November 28, 2023SHOWCASE · LLM

Use LLMs for creating structured data on the fly and insert them to PostgreSQL

This showcase demonstrates a data pipeline that calls into LLMs for document processing. In the showcase, you will see how Pathway can extract information from documents and keep the results up to date when documents change.

About the project

Unformatted raw text is everywhere: PDFs, Word documents, websites, emails, etc. Extracting meaningful information from this unformatted raw text is extremely valuable. In the past, the solution was to label data by hand and train custom models specializing in a specific task. This approach requires too many resources. However, with the advent of LLMs, we can now set up a project to structure unformatted raw text in minutes.
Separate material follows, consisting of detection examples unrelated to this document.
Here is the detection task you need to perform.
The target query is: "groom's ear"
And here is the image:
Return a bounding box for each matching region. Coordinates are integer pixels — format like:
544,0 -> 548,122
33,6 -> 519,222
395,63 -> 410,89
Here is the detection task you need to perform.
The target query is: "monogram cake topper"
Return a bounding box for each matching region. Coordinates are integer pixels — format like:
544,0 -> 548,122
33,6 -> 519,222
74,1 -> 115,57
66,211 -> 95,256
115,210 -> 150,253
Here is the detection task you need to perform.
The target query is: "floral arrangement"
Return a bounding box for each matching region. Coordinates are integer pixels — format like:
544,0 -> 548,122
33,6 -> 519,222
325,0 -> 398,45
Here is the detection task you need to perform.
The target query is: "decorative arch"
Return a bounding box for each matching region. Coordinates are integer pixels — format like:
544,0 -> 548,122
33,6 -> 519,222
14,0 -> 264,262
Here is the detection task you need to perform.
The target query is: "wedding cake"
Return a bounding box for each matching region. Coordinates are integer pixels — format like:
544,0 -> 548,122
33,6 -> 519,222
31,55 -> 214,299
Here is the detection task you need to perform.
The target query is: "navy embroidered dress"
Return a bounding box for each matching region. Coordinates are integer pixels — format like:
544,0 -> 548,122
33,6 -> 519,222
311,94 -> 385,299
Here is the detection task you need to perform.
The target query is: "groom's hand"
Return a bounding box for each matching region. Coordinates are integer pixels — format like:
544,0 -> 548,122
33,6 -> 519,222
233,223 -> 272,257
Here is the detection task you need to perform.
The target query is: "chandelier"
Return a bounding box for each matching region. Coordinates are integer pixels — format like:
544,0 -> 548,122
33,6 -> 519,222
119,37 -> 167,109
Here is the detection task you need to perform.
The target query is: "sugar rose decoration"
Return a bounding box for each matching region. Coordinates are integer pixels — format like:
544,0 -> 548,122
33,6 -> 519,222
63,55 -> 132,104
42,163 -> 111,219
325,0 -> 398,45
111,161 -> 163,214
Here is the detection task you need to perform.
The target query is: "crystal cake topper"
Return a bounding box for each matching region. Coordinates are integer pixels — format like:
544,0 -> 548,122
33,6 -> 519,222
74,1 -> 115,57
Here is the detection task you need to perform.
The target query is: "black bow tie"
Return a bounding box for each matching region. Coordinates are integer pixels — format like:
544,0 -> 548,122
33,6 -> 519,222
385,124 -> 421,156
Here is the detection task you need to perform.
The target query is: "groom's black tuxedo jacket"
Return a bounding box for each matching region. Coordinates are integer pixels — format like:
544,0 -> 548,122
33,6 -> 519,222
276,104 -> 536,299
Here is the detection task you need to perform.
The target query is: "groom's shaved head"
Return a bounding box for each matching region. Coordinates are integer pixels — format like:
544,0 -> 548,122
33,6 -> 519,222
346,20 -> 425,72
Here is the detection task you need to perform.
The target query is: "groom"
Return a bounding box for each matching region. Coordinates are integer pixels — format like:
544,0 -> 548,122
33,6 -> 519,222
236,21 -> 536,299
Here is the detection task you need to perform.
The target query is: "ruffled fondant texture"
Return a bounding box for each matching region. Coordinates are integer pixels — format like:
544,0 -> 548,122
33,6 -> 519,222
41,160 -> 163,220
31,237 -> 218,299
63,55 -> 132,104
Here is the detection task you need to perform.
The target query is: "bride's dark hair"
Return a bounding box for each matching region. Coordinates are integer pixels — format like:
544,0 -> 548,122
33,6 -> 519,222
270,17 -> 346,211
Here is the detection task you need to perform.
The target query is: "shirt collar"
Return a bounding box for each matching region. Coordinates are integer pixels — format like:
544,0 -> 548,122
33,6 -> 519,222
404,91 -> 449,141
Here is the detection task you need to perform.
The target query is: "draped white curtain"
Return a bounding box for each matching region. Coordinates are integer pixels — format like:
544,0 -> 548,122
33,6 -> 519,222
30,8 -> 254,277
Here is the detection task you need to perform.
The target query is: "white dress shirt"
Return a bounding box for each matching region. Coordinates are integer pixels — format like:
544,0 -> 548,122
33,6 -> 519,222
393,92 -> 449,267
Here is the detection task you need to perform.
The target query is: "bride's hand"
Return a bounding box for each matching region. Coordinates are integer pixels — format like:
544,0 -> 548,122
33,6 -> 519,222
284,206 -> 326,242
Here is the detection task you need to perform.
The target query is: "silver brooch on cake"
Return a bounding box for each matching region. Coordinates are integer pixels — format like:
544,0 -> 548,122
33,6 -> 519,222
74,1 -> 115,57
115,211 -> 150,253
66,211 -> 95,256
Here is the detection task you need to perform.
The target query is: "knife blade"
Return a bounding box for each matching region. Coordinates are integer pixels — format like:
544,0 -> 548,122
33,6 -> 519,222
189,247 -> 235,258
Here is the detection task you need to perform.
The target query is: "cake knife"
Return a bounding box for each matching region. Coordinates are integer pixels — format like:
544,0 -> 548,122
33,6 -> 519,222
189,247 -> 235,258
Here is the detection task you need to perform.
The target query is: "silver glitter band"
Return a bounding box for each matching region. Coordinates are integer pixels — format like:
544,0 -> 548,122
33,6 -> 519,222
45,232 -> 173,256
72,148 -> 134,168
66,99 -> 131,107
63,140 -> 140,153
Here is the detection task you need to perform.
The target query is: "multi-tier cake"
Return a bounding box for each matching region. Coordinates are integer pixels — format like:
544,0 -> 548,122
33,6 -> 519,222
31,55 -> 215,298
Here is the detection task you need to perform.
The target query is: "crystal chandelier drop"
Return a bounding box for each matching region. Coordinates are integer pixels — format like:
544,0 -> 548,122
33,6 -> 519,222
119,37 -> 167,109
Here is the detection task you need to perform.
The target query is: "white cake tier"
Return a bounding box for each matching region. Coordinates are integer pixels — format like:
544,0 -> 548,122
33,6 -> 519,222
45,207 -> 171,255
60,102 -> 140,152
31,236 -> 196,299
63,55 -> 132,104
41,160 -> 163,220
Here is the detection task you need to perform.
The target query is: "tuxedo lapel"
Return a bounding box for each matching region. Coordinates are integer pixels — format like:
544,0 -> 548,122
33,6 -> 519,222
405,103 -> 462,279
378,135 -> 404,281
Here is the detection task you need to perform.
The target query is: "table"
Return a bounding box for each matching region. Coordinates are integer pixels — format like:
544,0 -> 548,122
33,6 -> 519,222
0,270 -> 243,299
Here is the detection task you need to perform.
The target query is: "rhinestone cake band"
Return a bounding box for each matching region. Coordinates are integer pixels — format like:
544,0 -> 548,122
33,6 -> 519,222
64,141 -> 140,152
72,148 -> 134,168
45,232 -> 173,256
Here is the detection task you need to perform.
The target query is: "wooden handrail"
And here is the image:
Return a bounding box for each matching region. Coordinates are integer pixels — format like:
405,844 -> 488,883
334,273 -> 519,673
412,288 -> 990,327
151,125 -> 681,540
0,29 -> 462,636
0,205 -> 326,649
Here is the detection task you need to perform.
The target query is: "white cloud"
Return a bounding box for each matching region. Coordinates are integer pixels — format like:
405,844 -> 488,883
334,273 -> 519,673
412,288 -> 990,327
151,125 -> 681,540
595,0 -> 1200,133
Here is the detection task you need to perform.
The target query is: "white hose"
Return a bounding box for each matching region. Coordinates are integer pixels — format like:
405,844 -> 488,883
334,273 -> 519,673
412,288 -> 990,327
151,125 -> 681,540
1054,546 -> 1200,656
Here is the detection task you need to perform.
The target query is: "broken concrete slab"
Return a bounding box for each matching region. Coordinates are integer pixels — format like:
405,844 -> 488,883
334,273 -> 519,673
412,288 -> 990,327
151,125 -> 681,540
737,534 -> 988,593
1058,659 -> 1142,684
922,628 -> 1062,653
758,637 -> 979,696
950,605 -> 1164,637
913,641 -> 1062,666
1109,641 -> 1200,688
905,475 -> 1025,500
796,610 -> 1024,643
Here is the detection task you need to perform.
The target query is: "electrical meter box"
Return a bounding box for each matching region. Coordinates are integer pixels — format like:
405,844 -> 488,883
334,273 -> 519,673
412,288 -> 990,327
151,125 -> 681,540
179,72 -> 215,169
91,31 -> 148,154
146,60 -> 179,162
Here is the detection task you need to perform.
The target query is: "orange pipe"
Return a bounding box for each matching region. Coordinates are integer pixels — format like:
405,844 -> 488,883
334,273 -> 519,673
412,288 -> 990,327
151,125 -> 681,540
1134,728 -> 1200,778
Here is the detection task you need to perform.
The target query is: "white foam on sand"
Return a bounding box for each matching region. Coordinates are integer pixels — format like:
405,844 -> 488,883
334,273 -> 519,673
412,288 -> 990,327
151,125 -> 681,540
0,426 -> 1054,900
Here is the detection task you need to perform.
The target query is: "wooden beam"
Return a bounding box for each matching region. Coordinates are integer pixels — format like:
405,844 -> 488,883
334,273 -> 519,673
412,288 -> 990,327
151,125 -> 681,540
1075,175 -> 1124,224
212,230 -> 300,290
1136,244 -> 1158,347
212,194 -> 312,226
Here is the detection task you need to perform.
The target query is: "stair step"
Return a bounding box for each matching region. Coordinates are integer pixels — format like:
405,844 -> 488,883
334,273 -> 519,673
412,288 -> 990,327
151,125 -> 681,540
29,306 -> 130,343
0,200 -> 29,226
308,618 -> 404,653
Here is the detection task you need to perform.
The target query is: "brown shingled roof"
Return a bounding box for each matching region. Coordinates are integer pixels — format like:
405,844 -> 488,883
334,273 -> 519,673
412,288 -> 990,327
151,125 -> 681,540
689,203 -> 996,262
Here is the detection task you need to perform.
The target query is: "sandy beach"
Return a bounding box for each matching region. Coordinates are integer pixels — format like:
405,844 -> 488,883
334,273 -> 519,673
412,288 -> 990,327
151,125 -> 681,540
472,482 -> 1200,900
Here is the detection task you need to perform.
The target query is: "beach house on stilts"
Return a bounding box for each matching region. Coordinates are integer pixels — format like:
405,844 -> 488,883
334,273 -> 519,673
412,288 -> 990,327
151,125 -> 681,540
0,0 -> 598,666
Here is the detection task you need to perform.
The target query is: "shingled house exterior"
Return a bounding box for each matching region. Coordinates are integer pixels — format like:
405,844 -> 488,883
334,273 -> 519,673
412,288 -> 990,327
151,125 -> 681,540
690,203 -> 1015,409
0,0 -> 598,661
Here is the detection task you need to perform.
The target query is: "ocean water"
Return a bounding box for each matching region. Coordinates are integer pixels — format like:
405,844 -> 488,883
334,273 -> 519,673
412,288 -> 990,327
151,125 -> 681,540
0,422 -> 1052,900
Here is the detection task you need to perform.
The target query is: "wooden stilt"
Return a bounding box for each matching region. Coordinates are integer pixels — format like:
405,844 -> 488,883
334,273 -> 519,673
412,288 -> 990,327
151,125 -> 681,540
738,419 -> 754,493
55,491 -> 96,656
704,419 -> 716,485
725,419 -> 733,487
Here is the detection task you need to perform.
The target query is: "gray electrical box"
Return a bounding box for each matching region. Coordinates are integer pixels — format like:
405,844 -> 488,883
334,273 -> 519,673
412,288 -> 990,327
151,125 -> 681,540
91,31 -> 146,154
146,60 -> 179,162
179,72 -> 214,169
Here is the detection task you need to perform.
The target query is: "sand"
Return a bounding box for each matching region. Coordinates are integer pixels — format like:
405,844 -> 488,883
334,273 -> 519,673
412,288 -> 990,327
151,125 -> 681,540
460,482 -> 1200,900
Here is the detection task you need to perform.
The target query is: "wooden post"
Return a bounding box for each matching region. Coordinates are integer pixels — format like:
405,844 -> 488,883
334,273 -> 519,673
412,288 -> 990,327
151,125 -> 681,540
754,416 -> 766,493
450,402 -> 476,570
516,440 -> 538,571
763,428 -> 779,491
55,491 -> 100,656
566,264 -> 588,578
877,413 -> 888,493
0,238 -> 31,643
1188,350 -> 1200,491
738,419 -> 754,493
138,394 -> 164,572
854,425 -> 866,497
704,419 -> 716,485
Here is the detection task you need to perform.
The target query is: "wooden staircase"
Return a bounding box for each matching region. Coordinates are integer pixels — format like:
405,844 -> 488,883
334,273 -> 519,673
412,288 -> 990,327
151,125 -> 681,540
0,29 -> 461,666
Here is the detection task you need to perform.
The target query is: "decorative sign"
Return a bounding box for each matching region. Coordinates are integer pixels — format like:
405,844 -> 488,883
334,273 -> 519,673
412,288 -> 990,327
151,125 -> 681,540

Creating POC and verifying use cases is now particularly easy without spending too much time.

The following video shows document structurization in action as implemented in the unstructured_to_sql example of Pathway LLM-App.

example workflow

The unstructured_to_sql app consists of two parts:

  1. Ingesting data from documents into PostgreSQL.
  2. Retrieving information from PostgreSQL with natural language.

App Architecture diagram

This showcase will focus on the ingestion of PDF content (part 1), which is more relevant for streaming data. In a nutshell, the ingestion process can be broken down into three separate steps:

  1. Reading text from PDFs.
  2. Extracting information desired by the user and creating a Pathway table.
  3. Inserting the Pathway table into PostgreSQL.

1. Reading text from PDFs

The first step is to read the PDFs and store the unformatted text in a Pathway table.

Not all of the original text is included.